LOS ANGELES, April 1, 2015 — In the most important address to the nation he has ever given, President Obama is expected to announce to Americans that he is not God almighty, the holy one, blessed be he.

The president will appear humble in delivering his brief remarks. He will be contrite and admit mistakes he has made. He will declare that he is only human and a flawed human at that.

He will respectfully ask that Chris Matthews and the rest of MSNBC stop elevating him to deity status and start treating political opponents with dignity and respect.

In further April Fool’s Day news, Secretary of State John Kerry will negotiate a tough deal with Iran that will have real enforcement mechanisms.
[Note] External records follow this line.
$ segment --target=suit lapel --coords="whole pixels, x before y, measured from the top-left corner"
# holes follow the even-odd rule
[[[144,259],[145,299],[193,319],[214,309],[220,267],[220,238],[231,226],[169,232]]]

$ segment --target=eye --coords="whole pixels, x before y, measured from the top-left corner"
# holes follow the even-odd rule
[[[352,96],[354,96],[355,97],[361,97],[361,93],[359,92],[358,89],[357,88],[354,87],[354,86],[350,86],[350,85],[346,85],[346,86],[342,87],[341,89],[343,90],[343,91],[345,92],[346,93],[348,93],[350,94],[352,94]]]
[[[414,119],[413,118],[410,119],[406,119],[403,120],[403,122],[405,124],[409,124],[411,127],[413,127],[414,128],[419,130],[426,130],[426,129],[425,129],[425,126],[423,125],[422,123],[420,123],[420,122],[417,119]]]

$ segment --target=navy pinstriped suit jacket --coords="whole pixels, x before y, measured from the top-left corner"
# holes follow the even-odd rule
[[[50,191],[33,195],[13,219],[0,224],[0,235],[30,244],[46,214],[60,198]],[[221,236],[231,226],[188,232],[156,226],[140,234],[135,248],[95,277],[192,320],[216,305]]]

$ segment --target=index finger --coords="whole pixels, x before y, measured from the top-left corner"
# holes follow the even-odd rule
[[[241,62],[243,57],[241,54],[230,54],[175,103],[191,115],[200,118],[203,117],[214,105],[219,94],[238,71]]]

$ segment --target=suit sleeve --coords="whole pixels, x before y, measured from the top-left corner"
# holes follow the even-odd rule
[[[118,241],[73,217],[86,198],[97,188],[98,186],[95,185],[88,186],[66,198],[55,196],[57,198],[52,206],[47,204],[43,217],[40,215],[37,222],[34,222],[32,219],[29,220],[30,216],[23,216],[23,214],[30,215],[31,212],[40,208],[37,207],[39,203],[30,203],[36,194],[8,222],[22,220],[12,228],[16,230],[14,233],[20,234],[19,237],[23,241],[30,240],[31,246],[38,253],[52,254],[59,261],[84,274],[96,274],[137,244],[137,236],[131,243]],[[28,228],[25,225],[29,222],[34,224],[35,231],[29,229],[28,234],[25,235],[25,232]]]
The mullahs in Iran will decide to obey the deal because cheating is wrong. Rather than wipe Israel off the map, Iran’s leaders will not vow to take tissues and wipe away the Jewish tears caused by insensitive Islamist remarks in favor of genocide.

Hillary Clinton will voluntarily turn over any and all documents she created and received since entering public life in the 1970s. She will meet with Rep. Tre Gowdy voluntarily and tell the entire truth about her life.

Environmentalists will admit that their entire life’s work is just a scam to rake in more money at taxpayer expense in a quest for government control over our lives. Climate change activists will apologize for being control freaks and vow to leave people alone to live their lives in peace.

Islamists will stop murdering Jews and Christians. Leftists will stop making excuses for the Islamists. College professors will resign their jobs en masse and pursue positions in the private sector. They will contribute positively to society from now on.

Golfers, soccer players and baseball players will admit to playing boring sports because they are not tough enough for football.

Grunge rock bands starting with Pearl Jam will admit that they knew their music sucked. They will confess to playing on the fears and desperation of young people to enrich their own pockets.

Stoners will admit that they look, sound and act like idiots after getting stoned. They will vow to quit drugs and enter adulthood.

Minorities will admit that sometimes they complain just because they know the sympathy will benefit them financially.

Vice President Joe Biden will turn over his day planner, revealing a busy schedule with real responsibilities that matter.

For those panicking over this better society, April 2 will be with us soon enough. President Obama will resume his God complex and his sycophants will give him as many amens as he desires.